May 2, 2017 Steve Wildes

Trusts & Estate Planning

Steve Wildes

Steve Wildes

Partner
Steve Wildes has years of small business tax experience and is adept with Estate Planning matters, bringing a practical approach to dealing with family wealth protection and succession.

What is a trust?

A trust is a separate legal entity which holds assets, such as property or cash. and have a number of advantages, particularly from an asset protection perspective. They are very popular structures which are often set up by people during their lifetime.

How is a trust structured?

Trustee: Every trust has a Trustee. The Trustee can be a person (or persons), or a company. The role of the Trustee is to control the trust. They make all the decisions about what happens in the trust, including how to invest monies and how to pay money out.

Appointor: The vast majority of trusts also have a second position of control called an Appointor. The Appointor can fire the existing Trustee and replace them with a new one. Because of this, they are often the real power behind a trust.

Guardian: Some trusts also have a position called a Guardian. The Guardian has the job of approving certain decisions of the Trustee. Sometimes the Guardian is an independent person such as an Accountant.

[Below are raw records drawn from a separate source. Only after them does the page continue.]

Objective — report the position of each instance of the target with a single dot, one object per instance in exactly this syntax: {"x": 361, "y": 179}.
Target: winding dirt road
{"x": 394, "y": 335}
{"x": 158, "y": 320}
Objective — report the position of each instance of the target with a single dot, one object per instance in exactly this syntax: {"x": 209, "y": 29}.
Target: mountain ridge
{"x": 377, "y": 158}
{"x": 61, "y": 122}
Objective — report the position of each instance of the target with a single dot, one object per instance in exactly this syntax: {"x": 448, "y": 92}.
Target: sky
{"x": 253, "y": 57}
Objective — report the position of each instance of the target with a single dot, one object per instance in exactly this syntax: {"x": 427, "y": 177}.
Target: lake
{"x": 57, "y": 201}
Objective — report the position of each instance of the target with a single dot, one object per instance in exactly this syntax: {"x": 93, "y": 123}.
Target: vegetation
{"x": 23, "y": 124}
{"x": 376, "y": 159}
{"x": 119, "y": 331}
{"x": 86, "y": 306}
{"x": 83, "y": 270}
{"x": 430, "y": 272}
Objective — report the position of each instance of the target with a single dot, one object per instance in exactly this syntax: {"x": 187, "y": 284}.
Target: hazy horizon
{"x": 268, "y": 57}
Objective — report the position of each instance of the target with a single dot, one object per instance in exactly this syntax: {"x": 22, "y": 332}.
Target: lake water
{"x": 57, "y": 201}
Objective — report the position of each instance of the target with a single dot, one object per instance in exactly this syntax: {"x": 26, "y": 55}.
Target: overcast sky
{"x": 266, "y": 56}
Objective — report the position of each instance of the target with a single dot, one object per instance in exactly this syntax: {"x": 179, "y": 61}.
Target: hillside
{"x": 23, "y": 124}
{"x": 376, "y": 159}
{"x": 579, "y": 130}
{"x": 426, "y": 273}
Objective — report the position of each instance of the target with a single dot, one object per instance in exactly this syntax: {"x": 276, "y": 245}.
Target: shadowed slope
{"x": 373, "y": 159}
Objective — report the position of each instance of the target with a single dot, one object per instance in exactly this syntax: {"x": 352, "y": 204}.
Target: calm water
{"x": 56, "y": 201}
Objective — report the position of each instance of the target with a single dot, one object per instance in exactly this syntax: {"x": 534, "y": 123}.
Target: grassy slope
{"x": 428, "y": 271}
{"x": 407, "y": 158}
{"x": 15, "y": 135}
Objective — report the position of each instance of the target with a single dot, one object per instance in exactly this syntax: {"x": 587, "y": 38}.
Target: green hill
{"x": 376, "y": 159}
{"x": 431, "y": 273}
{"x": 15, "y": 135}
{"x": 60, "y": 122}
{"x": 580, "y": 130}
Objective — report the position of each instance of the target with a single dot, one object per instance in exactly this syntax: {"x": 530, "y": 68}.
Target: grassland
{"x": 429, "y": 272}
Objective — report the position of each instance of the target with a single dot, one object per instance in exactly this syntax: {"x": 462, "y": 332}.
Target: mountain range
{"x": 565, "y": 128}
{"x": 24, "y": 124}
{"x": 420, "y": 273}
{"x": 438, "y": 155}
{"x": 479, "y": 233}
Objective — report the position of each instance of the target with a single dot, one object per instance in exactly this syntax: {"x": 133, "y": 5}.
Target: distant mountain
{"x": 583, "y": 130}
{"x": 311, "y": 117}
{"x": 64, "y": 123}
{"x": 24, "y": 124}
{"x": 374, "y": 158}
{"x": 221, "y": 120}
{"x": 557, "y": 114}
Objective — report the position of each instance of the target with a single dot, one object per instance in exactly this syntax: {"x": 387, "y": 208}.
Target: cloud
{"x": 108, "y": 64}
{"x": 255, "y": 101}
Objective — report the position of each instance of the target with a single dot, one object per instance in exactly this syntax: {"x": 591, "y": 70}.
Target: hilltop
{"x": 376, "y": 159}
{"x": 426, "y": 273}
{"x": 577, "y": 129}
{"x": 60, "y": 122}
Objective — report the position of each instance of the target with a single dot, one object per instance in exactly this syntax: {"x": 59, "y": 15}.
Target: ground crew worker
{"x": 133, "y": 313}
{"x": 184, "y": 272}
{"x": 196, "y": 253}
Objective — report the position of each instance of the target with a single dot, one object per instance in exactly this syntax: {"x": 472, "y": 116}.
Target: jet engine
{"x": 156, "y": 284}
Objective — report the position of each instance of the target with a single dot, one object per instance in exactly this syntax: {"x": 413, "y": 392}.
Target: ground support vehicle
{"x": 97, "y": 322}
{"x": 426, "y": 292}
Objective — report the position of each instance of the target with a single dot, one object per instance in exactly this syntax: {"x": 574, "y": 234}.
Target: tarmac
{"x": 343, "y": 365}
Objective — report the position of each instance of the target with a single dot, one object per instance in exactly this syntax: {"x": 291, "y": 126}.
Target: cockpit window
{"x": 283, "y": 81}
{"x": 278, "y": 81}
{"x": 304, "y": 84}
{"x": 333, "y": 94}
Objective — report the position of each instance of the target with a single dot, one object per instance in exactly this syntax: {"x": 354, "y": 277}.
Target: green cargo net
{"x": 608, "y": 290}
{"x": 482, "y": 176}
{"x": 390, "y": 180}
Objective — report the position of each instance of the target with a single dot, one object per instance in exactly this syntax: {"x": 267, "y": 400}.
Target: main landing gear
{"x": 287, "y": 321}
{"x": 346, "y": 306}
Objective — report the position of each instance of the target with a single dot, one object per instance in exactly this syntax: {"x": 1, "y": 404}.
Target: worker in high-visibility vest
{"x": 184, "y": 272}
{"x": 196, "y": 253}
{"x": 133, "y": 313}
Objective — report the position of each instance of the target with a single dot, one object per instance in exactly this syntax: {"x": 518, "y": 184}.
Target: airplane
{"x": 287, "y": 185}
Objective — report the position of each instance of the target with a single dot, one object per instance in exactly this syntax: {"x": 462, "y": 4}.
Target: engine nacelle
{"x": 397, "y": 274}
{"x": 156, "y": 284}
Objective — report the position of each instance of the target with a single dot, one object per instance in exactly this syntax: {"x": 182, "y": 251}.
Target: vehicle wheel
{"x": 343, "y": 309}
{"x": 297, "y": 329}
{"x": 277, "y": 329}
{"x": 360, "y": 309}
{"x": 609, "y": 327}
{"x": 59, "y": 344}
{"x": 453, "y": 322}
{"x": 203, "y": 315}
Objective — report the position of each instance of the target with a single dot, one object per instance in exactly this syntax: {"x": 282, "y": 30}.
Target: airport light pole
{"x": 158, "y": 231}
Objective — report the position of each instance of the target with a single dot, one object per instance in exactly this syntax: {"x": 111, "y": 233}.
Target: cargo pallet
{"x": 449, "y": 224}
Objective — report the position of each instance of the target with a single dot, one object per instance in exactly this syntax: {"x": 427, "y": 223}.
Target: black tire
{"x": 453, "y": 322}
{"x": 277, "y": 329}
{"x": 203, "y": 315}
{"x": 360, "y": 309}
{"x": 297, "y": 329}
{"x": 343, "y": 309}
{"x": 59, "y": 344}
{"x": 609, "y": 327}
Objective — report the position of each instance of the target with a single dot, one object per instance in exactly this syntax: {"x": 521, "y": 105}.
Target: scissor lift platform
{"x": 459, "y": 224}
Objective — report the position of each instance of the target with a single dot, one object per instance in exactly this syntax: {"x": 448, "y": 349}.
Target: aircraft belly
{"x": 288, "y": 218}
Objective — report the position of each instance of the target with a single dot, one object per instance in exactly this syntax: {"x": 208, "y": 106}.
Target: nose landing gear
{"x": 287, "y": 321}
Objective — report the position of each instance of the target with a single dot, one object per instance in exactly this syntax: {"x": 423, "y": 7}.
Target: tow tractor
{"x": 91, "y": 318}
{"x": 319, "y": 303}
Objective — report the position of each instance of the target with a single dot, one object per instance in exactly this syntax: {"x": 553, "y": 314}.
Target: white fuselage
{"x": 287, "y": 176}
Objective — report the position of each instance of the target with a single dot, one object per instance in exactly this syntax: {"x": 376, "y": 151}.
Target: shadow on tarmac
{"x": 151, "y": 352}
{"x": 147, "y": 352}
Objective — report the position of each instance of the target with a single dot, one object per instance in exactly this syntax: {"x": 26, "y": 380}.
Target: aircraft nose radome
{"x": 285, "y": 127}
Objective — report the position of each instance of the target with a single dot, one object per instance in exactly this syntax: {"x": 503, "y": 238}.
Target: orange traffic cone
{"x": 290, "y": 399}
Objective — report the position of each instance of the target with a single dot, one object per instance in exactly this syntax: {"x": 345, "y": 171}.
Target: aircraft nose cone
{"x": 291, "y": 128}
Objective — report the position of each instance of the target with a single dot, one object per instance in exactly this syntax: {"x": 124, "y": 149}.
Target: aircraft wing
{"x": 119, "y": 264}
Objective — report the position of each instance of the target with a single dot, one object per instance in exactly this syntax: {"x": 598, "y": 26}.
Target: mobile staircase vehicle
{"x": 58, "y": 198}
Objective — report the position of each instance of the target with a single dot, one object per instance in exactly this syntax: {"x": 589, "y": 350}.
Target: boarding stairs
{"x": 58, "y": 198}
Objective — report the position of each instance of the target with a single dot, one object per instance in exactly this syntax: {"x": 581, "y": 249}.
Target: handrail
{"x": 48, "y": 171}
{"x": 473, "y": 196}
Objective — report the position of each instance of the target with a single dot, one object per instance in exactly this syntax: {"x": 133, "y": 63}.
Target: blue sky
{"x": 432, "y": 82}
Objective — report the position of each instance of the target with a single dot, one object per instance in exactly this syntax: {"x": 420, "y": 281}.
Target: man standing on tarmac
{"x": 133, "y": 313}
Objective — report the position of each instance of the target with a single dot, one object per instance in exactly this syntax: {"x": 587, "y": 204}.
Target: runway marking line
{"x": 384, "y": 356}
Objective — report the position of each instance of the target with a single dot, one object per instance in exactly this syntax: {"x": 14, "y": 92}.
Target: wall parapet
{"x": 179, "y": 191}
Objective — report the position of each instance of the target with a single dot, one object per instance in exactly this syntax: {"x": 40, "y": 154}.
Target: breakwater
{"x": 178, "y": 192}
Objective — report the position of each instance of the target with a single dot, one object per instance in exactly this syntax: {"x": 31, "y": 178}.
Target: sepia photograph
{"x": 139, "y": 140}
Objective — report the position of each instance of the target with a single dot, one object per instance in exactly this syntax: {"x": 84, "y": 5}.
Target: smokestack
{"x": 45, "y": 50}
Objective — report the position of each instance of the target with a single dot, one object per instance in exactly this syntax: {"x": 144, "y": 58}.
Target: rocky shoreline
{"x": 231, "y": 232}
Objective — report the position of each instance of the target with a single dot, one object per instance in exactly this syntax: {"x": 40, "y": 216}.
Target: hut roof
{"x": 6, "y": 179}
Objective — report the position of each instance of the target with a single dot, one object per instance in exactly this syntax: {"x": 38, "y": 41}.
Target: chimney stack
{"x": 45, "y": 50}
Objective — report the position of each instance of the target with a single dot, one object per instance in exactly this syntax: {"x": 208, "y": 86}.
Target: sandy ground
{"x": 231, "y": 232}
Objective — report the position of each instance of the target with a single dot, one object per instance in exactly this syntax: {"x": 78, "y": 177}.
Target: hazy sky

What happens to the assets in my trust when I die?

Any money or property in a trust when you die stays in the trust. Because the trust is a separate entity to you, those assets are not in your name and do not pass by the Will. The trust survives you and continues on after your death.  What can be passed on, however, is control of the trust.

How do I pass control of my trust?

We need to look at all of the positions of control in a trust (Trustee, Appointor and Guardian) when passing on control of your trust. Ultimately, how control is passed depends on what the Trust Deed lets us do. However, in most cases we would need to:

  • Pass on Trustee control:
    • If the Trustee is a company, we need to make sure the shares of this company pass according to who you want to control the trust. This can be done in your Will.
    • If the Trustee is an individual, we need to appoint a new person to this role if the Trust Deed allows this.
  • Pass on Appointorship:
    • An Appointor can usually name someone to take over after them. This is usually done in a separate Deed. Where there are minor children, we like to look forward to plan for the trust ultimately ending up in their hands.
  • Pass on Guardianship:
    • A Guardian can also usually name a successor, in the same Deed as we name the successor Appointor. We may need to give careful consideration to who should be in this position.

Can I direct what happens to the assets in my trust?

The short answer is no. We can determine who will control your trust, but we cannot dictate how they will do that. Ultimately the decision about how the assets in your trust are managed and paid out, and even if the trust continues, are up to the new controllers. This makes the choice of controllers very important!

We can do a Statement of Wishes to the new controllers which sets out what you would like to happen, however ultimately this is only a guideline and is not binding on them.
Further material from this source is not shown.